Adiós, Varguitas: admiro su obra, condeno su deriva política

Qué difícil es despedirse de Mario Vargas Llosa siendo feminista, siendo peruana, siendo poeta, porque sus errores y desaciertos de los últimos años han sido enormes y porque vivimos un tiempo extremo, de retorno de fascismos y líderes abiertamente misóginos, xenófobos y cruentos.

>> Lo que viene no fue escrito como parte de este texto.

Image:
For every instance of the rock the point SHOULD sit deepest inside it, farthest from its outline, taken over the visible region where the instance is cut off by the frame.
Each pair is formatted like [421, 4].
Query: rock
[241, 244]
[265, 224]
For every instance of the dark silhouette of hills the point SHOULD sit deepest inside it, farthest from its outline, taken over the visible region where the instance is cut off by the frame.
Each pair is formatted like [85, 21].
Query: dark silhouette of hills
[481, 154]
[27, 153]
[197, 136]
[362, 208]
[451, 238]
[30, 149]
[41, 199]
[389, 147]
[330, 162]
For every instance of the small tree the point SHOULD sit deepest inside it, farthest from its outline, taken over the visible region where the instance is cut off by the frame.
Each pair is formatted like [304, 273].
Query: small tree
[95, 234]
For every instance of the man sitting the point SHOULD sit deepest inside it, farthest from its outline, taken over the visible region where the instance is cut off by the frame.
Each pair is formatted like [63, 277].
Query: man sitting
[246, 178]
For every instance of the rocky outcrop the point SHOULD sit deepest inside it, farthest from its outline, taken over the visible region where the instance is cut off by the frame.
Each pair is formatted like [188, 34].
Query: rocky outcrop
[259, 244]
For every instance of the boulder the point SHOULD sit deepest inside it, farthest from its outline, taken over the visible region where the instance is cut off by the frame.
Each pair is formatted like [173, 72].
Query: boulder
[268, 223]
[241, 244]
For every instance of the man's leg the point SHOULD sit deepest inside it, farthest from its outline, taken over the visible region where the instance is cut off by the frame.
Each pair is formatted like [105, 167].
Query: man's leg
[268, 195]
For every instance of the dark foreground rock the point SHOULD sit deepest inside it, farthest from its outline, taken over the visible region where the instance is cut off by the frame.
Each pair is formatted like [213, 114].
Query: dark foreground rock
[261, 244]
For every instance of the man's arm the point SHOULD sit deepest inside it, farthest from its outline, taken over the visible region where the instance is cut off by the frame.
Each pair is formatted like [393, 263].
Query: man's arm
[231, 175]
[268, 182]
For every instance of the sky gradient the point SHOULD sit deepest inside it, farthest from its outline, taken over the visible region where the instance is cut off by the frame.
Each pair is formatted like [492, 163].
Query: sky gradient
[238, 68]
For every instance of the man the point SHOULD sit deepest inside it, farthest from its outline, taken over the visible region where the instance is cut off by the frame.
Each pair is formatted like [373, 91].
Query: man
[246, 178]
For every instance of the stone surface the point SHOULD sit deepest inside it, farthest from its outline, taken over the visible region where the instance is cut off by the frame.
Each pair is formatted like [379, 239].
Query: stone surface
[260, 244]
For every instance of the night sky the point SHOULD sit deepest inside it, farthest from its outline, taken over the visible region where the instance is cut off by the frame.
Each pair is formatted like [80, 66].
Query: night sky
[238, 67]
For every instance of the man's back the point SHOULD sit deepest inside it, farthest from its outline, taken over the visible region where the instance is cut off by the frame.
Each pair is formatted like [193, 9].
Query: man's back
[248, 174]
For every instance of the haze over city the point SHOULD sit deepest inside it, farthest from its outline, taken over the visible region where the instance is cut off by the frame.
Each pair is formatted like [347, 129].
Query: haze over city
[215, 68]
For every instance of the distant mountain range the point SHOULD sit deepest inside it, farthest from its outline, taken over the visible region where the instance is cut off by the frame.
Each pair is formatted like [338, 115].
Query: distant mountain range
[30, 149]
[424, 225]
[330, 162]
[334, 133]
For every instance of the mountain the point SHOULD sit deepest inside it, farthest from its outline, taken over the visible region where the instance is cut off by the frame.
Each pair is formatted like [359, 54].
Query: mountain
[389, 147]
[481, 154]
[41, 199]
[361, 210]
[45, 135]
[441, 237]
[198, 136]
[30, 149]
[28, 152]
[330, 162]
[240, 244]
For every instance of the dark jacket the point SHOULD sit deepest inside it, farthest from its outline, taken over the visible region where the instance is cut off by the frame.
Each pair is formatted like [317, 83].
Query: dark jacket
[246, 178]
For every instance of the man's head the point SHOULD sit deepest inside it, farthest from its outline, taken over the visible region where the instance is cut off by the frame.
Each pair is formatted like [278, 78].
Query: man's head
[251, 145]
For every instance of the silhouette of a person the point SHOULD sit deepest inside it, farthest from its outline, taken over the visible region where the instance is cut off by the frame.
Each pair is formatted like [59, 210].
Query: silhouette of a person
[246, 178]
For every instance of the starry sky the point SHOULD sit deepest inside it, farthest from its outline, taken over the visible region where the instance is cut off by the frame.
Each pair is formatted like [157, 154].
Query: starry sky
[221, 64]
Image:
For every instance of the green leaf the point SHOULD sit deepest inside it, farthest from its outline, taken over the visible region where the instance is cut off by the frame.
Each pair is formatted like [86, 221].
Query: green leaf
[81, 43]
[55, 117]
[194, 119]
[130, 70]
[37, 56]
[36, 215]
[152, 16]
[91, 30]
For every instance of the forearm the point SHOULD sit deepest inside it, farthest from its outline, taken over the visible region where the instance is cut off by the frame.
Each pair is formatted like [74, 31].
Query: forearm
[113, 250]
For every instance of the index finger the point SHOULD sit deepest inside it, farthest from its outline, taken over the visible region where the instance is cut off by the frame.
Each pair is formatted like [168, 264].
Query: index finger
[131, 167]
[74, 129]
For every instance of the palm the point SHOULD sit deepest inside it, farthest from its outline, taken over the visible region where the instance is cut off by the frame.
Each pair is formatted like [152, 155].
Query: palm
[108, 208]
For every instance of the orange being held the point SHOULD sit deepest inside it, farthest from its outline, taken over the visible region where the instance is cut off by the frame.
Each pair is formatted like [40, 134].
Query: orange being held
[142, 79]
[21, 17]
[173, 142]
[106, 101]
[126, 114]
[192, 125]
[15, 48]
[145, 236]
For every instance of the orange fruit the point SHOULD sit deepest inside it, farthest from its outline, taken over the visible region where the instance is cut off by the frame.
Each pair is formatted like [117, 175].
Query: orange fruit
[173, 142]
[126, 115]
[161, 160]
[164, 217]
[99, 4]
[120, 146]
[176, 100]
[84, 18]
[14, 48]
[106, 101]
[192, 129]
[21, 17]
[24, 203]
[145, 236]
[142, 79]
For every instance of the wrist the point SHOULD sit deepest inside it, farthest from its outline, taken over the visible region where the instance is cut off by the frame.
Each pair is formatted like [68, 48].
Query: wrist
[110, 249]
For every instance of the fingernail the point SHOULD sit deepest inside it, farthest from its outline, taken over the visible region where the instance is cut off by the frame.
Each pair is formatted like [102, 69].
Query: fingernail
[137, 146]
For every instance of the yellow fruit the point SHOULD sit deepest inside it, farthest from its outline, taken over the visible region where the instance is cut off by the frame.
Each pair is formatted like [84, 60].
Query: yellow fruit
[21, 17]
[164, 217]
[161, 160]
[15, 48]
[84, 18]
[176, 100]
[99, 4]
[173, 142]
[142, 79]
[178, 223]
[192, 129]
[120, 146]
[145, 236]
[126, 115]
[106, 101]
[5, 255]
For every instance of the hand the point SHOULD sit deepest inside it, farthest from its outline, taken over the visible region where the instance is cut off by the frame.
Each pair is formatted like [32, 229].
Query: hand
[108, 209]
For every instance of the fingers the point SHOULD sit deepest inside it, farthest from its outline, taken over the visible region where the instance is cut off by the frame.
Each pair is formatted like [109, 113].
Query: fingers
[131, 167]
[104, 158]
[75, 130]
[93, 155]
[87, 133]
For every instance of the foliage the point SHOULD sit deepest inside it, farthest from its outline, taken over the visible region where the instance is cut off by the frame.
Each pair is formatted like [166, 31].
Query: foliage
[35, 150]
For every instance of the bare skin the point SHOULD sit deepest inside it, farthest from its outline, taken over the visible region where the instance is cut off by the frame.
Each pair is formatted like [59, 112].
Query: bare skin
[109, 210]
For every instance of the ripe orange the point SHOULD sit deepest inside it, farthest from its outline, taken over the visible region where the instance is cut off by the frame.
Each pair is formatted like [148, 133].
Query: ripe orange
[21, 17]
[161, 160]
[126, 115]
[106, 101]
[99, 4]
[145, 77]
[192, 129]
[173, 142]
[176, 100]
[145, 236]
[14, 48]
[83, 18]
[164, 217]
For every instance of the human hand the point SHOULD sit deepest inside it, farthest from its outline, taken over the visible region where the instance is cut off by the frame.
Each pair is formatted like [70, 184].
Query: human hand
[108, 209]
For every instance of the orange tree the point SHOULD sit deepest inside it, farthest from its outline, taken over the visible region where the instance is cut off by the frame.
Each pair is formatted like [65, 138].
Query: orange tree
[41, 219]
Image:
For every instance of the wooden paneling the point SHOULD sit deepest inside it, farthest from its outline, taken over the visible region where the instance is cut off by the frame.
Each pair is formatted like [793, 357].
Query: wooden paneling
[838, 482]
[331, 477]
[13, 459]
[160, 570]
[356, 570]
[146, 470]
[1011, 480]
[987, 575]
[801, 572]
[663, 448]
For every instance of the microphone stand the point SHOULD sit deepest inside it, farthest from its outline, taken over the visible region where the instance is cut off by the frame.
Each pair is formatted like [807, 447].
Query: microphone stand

Con la muerte del Nobel, los post en redes se multiplicaron, fanáticos y detractores, escritorxs y políticxs le dedican su admiración o rechazo. Claro, es el Nobel y el último del boom latinoamericano. Hace poco también murió en Lima Guillermo Gutiérrez, poeta excéntrico y antiguo miembro del grupo poético Kloaka (1980-1982), y quien hasta el momento —según leo en redes— no ha podido ser enterrado, pues no hay familiar directo que lo reconozca, mientras Vargas Llosa será velado en privado. A Gutiérrez, como al poeta vanguardista Carlos Oquendo de Amat (Puno, Perú, 1905 - Guadarrama, España, 1936), lo conocen solo sus amigxs. Sin embargo, cuando Vargas Llosa recibió el Premio Rómulo Gallegos en 1967 por su novela La casa verde, le dedicó su discurso al poeta Oquendo de Amat, quien publicara el magnífico 5 metros de poemas (Minerva, 1927). Amigo de José Carlos Mariátegui, fue perseguido por sus ideas de izquierda y murió de tuberculosis en un hospital de Guadarrama, España, en pleno inicio de la Guerra Civil, razón por la que permanecería anónimo por muchísimo tiempo. Ese es el Vargas Llosa que me gusta: el que amaba la justicia y admiraba a los poetas, el que honraba a sus muertos.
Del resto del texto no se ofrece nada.